Magika: AI-Powered File Type Identification System Now Open Source
Google has open-sourced Magika, its AI-powered file-type identification system, with the aim of helping others accurately detect binary and textual file types. This move is expected to greatly improve file identification accuracy for various software applications and contribute to the field of cybersecurity.
Accurate file-type detection has always been critical in determining how files should be processed. However, it is a challenging task due to the diverse structures of different file formats, particularly when it comes to textual formats and programming languages. Existing file-type identification tools heavily rely on manually crafted rules and heuristics, which are time-consuming to develop and prone to errors. Moreover, attackers often try to fool these detection systems with malicious payloads.
To address these challenges, Google developed Magika, an AI-powered file type detector. Magika utilizes a custom, highly optimized deep-learning model created using Keras. Remarkably, the model weighs only about 1MB, enabling fast and precise file identification within milliseconds, even on a CPU. Magika uses Onnx as an inference engine to ensure efficient file-type detection.
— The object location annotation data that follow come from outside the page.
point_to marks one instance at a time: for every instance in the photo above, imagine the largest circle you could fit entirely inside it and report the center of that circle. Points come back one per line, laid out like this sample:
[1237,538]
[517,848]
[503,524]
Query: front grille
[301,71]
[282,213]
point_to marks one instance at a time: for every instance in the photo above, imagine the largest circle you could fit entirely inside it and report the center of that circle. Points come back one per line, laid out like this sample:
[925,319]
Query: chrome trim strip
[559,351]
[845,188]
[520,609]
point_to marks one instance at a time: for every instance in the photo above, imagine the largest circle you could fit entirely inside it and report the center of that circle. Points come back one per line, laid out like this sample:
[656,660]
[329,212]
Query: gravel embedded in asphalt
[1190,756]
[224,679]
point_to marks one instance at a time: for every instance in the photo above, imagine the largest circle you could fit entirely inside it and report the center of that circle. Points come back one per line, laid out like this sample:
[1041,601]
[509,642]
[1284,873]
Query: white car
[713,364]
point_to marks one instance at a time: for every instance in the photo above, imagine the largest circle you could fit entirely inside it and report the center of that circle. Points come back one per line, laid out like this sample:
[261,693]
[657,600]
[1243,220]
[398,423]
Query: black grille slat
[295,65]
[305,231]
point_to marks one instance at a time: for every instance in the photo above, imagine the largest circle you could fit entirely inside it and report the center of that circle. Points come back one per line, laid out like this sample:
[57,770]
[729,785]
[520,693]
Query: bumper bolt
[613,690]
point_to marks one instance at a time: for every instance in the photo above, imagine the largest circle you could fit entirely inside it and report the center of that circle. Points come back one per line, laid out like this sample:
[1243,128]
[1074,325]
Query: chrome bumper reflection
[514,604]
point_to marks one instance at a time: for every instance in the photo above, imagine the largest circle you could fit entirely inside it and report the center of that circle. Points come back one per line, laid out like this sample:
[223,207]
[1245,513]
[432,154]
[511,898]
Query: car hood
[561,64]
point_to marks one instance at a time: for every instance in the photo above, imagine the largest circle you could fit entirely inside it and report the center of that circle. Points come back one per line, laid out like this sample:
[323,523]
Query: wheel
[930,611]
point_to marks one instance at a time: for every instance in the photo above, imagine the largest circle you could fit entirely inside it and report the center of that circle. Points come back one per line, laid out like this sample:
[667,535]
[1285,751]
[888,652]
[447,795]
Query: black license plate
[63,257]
In terms of performance, Magika surpasses existing tools by approximately 20%, based on a benchmark evaluation of 1 million files spanning over 100 file types. Notably, Magika outperforms other tools significantly when it comes to identifying textual files, including code files and configuration files. This improvement in performance is particularly valuable for security applications.
Internally, Google has been successfully using Magika to enhance the safety of its users. By employing Magika, Gmail, Drive, and Safe Browsing files are accurately routed to the appropriate security and content policy scanners. On average, Magika improves file type identification accuracy by 50%, compared to the previous system that relied on manually generated rules. This increased accuracy enables Google to scan 11% more files with their specialized malicious AI document scanners and reduces the number of unidentified files to just 3%.
Magika is also set to integrate with VirusTotal, enhancing the platform’s existing Code Insight functionality, which uses Google’s generative AI to detect malicious code. This integration will act as a pre-filter, ensuring improved efficiency and precision when analyzing files using Code Insight. This collaboration further bolsters the global cybersecurity ecosystem, making the digital environment safer for users.
By open-sourcing Magika, Google intends to assist other software applications in improving their file identification accuracy. The code and model for Magika are now freely available on Github under the Apache2 License. It can be installed as a standalone utility and Python library using pip. In addition, an experimental npm package is available for those interested in the TensorFlow.js (TFJS) version.
Through Magika, Google has taken a significant step towards enhancing file-type detection accuracy through AI. This development is poised to benefit numerous organizations and researchers, allowing for the reliable identification of file types on a large scale.